Lent dans sa construction et ses déambulations nocturnes, Scott Spiegel s’emploie à reproduire les codes du giallo (nombreuses vues subjectives, jeux d’ombres et de lumières, meurtres sadiques et crapoteux) avant d’embrasser les conventions propres au slasher américain. S’il cherche d’abord à brouiller les pistes en masquant volontairement l’identité du tueur, le fait est que son intrigue ne fera plus aucun mystère une fois celle-ci en total roue libre et à visage découvert. Intruder s’élève alors en fable sociale féroce, opposant cols bleus et cols blancs, dans une lutte sans merci, où il sera d’avantage question de frustration et de folie meurtrière que de pulsions sexuelles refoulées ou de misanthropie exacerbée. La rancœur et l’amertume nourrissent alors les pires intentions, rompant les liens au travail de manière peu conventionnelle, il faut bien le souligner.
Le talent du trio KNB (Robert Kurtzman, Greg Nicoreto, Howard Berger) s’exprime notamment à travers des mises à mort d’une extrême brutalité (meurtre à l’arme blanche, démembrement, décapitation). Le sang coule à flot. On tranche les visages et les têtes comme l’on découpe les pastèques. À toute fin utile, les outils de travail sont évidemment pervertis de leurs utilisations premières (compacteur, hachoir à viande, couteau de cuisine, crochet de boucher, scie mécanique, pic à facture).

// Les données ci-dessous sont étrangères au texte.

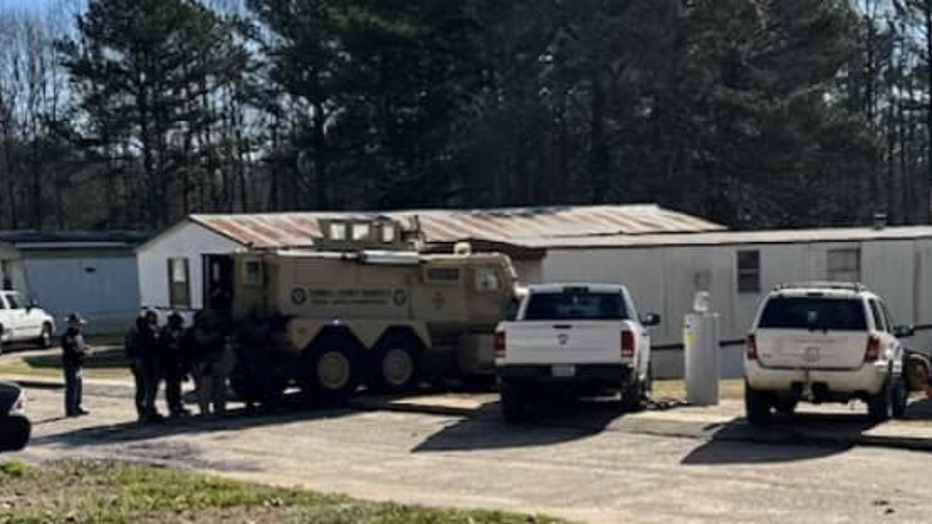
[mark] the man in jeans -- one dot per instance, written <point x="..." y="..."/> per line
<point x="73" y="353"/>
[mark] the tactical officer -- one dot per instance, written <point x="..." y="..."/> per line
<point x="73" y="353"/>
<point x="173" y="363"/>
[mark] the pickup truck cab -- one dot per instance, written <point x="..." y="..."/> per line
<point x="824" y="342"/>
<point x="23" y="321"/>
<point x="576" y="338"/>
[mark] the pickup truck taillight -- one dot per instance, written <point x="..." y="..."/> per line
<point x="627" y="344"/>
<point x="750" y="347"/>
<point x="872" y="353"/>
<point x="500" y="344"/>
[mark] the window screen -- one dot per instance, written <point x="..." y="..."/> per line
<point x="179" y="290"/>
<point x="749" y="272"/>
<point x="844" y="265"/>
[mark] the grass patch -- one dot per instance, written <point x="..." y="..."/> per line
<point x="732" y="389"/>
<point x="94" y="492"/>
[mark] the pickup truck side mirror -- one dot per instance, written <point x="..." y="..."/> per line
<point x="650" y="320"/>
<point x="904" y="331"/>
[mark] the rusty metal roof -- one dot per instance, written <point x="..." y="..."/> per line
<point x="512" y="225"/>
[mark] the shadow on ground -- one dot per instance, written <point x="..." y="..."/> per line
<point x="564" y="422"/>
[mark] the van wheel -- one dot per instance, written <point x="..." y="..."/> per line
<point x="900" y="398"/>
<point x="329" y="371"/>
<point x="393" y="368"/>
<point x="880" y="406"/>
<point x="756" y="406"/>
<point x="513" y="402"/>
<point x="632" y="396"/>
<point x="45" y="340"/>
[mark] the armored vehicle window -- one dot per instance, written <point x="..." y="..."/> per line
<point x="487" y="279"/>
<point x="252" y="273"/>
<point x="361" y="232"/>
<point x="337" y="231"/>
<point x="443" y="274"/>
<point x="179" y="293"/>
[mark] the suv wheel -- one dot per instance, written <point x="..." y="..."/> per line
<point x="513" y="402"/>
<point x="880" y="406"/>
<point x="756" y="405"/>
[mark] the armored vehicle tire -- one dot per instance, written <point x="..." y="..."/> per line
<point x="513" y="402"/>
<point x="632" y="396"/>
<point x="45" y="339"/>
<point x="880" y="406"/>
<point x="756" y="406"/>
<point x="900" y="397"/>
<point x="329" y="371"/>
<point x="393" y="365"/>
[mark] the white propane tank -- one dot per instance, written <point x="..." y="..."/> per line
<point x="702" y="354"/>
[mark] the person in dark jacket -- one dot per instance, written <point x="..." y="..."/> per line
<point x="73" y="353"/>
<point x="142" y="347"/>
<point x="174" y="363"/>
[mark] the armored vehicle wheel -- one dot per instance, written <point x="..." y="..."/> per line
<point x="329" y="371"/>
<point x="393" y="367"/>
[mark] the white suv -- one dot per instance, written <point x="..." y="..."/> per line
<point x="824" y="342"/>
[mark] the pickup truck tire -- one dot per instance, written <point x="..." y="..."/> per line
<point x="786" y="406"/>
<point x="632" y="396"/>
<point x="880" y="406"/>
<point x="757" y="405"/>
<point x="513" y="402"/>
<point x="329" y="371"/>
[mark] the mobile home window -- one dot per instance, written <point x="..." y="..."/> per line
<point x="179" y="290"/>
<point x="252" y="273"/>
<point x="749" y="271"/>
<point x="361" y="232"/>
<point x="844" y="265"/>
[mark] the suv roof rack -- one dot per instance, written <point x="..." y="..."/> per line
<point x="856" y="287"/>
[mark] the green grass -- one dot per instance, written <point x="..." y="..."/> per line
<point x="94" y="492"/>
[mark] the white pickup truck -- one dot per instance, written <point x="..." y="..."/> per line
<point x="23" y="321"/>
<point x="573" y="338"/>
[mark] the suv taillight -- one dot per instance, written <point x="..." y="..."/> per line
<point x="500" y="344"/>
<point x="627" y="344"/>
<point x="872" y="354"/>
<point x="750" y="347"/>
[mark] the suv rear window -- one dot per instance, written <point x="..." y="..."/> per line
<point x="814" y="313"/>
<point x="572" y="305"/>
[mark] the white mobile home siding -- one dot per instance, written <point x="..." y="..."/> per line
<point x="186" y="240"/>
<point x="665" y="279"/>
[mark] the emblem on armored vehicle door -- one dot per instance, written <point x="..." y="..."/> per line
<point x="439" y="300"/>
<point x="299" y="296"/>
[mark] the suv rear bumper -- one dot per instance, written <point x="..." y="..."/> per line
<point x="605" y="375"/>
<point x="869" y="378"/>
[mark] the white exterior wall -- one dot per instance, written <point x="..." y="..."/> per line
<point x="187" y="240"/>
<point x="666" y="279"/>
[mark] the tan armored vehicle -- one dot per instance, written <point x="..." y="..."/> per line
<point x="365" y="308"/>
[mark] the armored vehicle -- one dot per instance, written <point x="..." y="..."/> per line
<point x="363" y="307"/>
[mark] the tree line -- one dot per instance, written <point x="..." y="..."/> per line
<point x="752" y="113"/>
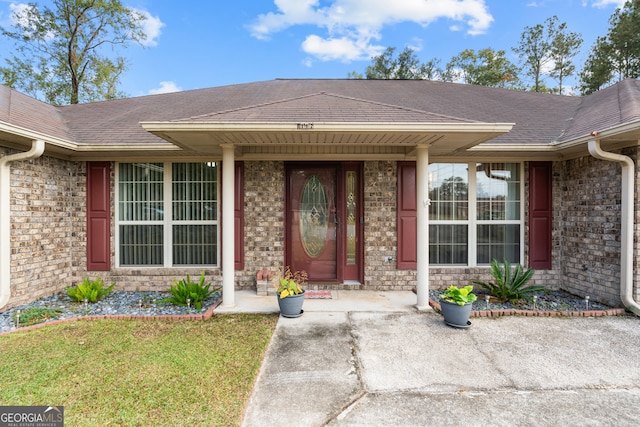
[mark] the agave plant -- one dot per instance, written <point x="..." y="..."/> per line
<point x="89" y="290"/>
<point x="186" y="292"/>
<point x="510" y="284"/>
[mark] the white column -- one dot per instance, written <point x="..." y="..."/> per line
<point x="228" y="223"/>
<point x="37" y="149"/>
<point x="422" y="225"/>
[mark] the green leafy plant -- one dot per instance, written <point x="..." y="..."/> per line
<point x="291" y="282"/>
<point x="33" y="315"/>
<point x="90" y="290"/>
<point x="185" y="292"/>
<point x="460" y="296"/>
<point x="510" y="284"/>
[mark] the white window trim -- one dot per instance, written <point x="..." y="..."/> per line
<point x="472" y="223"/>
<point x="167" y="221"/>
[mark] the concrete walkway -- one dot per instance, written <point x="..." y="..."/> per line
<point x="371" y="359"/>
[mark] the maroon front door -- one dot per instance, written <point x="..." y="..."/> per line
<point x="325" y="221"/>
<point x="313" y="221"/>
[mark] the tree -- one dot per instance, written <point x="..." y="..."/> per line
<point x="617" y="55"/>
<point x="565" y="45"/>
<point x="404" y="67"/>
<point x="487" y="67"/>
<point x="533" y="51"/>
<point x="61" y="53"/>
<point x="548" y="50"/>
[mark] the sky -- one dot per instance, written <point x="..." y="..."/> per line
<point x="210" y="43"/>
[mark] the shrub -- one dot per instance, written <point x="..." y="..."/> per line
<point x="185" y="289"/>
<point x="33" y="315"/>
<point x="291" y="283"/>
<point x="510" y="285"/>
<point x="460" y="296"/>
<point x="90" y="290"/>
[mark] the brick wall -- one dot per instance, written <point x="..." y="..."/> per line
<point x="47" y="226"/>
<point x="589" y="230"/>
<point x="48" y="240"/>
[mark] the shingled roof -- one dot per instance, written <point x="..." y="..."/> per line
<point x="539" y="118"/>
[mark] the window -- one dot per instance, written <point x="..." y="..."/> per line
<point x="167" y="214"/>
<point x="474" y="217"/>
<point x="448" y="214"/>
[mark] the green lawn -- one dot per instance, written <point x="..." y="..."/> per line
<point x="138" y="373"/>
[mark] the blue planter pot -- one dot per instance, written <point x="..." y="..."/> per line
<point x="291" y="306"/>
<point x="456" y="315"/>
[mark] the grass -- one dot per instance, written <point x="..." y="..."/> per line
<point x="138" y="372"/>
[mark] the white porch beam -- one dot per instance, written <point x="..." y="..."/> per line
<point x="228" y="224"/>
<point x="422" y="225"/>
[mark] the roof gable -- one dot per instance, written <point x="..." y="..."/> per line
<point x="326" y="107"/>
<point x="614" y="106"/>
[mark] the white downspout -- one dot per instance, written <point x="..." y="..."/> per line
<point x="37" y="148"/>
<point x="626" y="238"/>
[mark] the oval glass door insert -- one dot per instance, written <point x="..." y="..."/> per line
<point x="314" y="216"/>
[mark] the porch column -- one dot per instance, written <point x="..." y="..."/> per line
<point x="422" y="225"/>
<point x="228" y="224"/>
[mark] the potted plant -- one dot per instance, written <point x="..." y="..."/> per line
<point x="455" y="305"/>
<point x="290" y="292"/>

Ces effets et séquences chocs placent d’emblée Intruder dans la catégorie des films extrêmes réservés à un public averti. Scott Spiegel se liera plus tard d’amitié avec un certain Quentin Tarantino qu’il introduira auprès du producteur Lawrence Bender (faisant une courte apparition en tenue d‘officier au côté d’un certain Bruce Campbell dans l’épilogue). Le cinéaste lui renverra d’ailleurs l’ascenseur quelques années plus tard en offrant à Spiegel l’opportunité de réaliser Une Nuit en Enfer 2 ainsi que Hostel Chapitre III.